CAOS: Conformal Aggregation of One-Shot Predictors
This addresses the need for reliable uncertainty estimation in one-shot learning scenarios, which is incremental as it builds on conformal prediction methods.
The paper tackled the problem of lacking principled uncertainty quantification in one-shot prediction with pretrained foundation models, and the result was that CAOS achieved valid marginal coverage while producing substantially smaller prediction sets than split conformal baselines in experiments on facial landmarking and text classification tasks.

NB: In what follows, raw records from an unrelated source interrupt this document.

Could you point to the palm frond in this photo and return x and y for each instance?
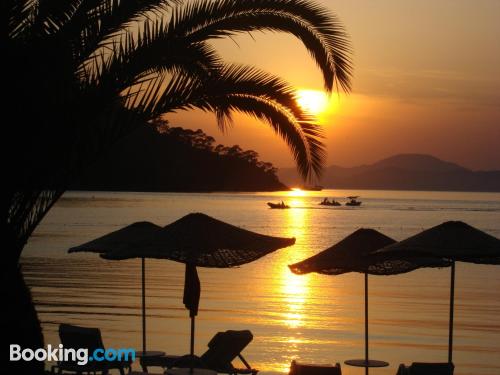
(319, 30)
(239, 89)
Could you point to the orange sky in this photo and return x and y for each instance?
(426, 80)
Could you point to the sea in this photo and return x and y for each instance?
(310, 318)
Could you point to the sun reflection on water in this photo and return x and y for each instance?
(294, 288)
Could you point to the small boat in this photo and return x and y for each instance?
(326, 202)
(353, 201)
(280, 205)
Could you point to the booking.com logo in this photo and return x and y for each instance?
(79, 356)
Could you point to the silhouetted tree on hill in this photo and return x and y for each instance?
(176, 159)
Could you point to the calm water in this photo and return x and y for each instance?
(313, 318)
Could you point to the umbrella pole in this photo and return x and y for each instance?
(143, 266)
(452, 305)
(191, 346)
(366, 322)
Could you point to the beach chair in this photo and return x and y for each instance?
(425, 368)
(297, 368)
(223, 348)
(76, 337)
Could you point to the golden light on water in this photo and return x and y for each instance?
(295, 288)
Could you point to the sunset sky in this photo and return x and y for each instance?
(426, 80)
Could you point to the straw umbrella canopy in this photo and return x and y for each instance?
(355, 254)
(133, 236)
(453, 241)
(199, 240)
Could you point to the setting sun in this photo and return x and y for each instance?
(313, 101)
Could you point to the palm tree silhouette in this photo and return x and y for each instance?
(81, 74)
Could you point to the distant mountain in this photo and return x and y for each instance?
(177, 159)
(403, 172)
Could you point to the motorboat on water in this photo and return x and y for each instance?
(326, 202)
(280, 205)
(353, 201)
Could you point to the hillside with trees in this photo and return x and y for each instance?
(165, 158)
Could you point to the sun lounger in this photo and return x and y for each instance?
(76, 337)
(423, 368)
(297, 368)
(223, 348)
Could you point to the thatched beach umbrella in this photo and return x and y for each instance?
(453, 241)
(134, 236)
(353, 254)
(199, 240)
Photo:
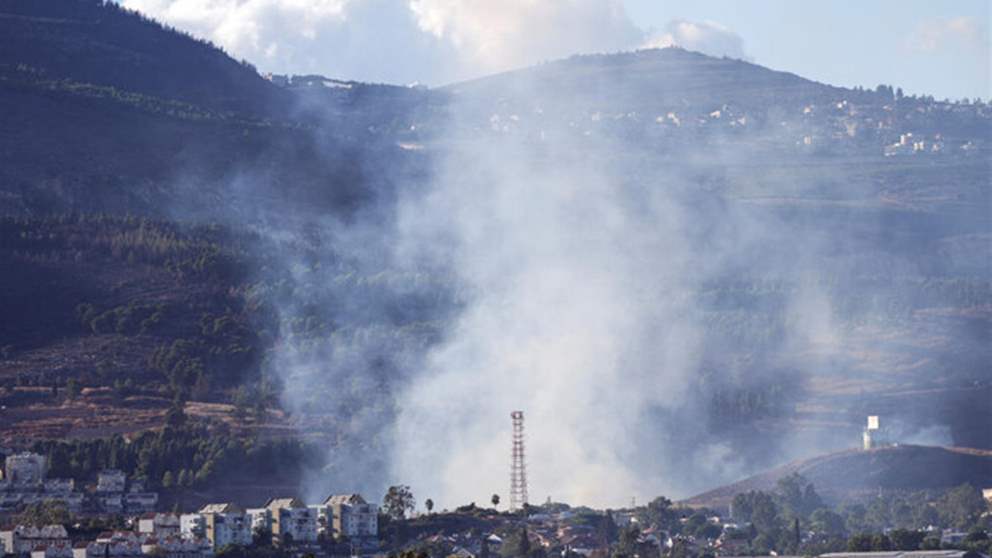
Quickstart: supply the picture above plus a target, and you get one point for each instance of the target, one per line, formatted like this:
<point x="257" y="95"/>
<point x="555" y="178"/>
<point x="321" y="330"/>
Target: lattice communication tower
<point x="518" y="465"/>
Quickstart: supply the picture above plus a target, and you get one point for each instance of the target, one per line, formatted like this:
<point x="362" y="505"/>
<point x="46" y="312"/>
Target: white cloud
<point x="708" y="37"/>
<point x="432" y="41"/>
<point x="497" y="35"/>
<point x="938" y="34"/>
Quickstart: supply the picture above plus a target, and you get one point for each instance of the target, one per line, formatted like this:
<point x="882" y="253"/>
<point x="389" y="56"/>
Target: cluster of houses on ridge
<point x="289" y="522"/>
<point x="24" y="481"/>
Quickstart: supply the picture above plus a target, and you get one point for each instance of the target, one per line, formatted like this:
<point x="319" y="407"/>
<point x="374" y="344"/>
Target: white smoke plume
<point x="429" y="41"/>
<point x="708" y="37"/>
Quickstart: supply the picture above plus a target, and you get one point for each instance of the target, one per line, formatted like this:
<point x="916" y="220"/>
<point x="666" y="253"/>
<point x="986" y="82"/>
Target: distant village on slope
<point x="43" y="517"/>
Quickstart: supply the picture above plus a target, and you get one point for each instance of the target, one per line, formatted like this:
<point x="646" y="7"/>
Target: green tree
<point x="660" y="514"/>
<point x="45" y="513"/>
<point x="881" y="543"/>
<point x="398" y="501"/>
<point x="962" y="506"/>
<point x="906" y="539"/>
<point x="72" y="388"/>
<point x="828" y="523"/>
<point x="859" y="543"/>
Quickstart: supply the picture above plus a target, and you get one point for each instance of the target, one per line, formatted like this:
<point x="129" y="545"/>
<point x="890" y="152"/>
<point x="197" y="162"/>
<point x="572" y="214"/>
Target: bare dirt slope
<point x="850" y="473"/>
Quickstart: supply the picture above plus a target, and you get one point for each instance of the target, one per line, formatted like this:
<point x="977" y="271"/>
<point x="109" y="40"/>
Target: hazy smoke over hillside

One-shot prediction enables rapid adaptation of pretrained foundation models to new tasks using only one labeled example, but lacks principled uncertainty quantification. While conformal prediction provides finite-sample coverage guarantees, standard split conformal methods are inefficient in the one-shot setting due to data splitting and reliance on a single predictor. We propose Conformal Aggregation of One-Shot Predictors (CAOS), a conformal framework that adaptively aggregates multiple one-shot predictors and uses a leave-one-out calibration scheme to fully exploit scarce labeled data. Despite violating classical exchangeability assumptions, we prove that CAOS achieves valid marginal coverage using a monotonicity-based argument. Experiments on one-shot facial landmarking and RAFT text classification tasks show that CAOS produces substantially smaller prediction sets than split conformal baselines while maintaining reliable coverage.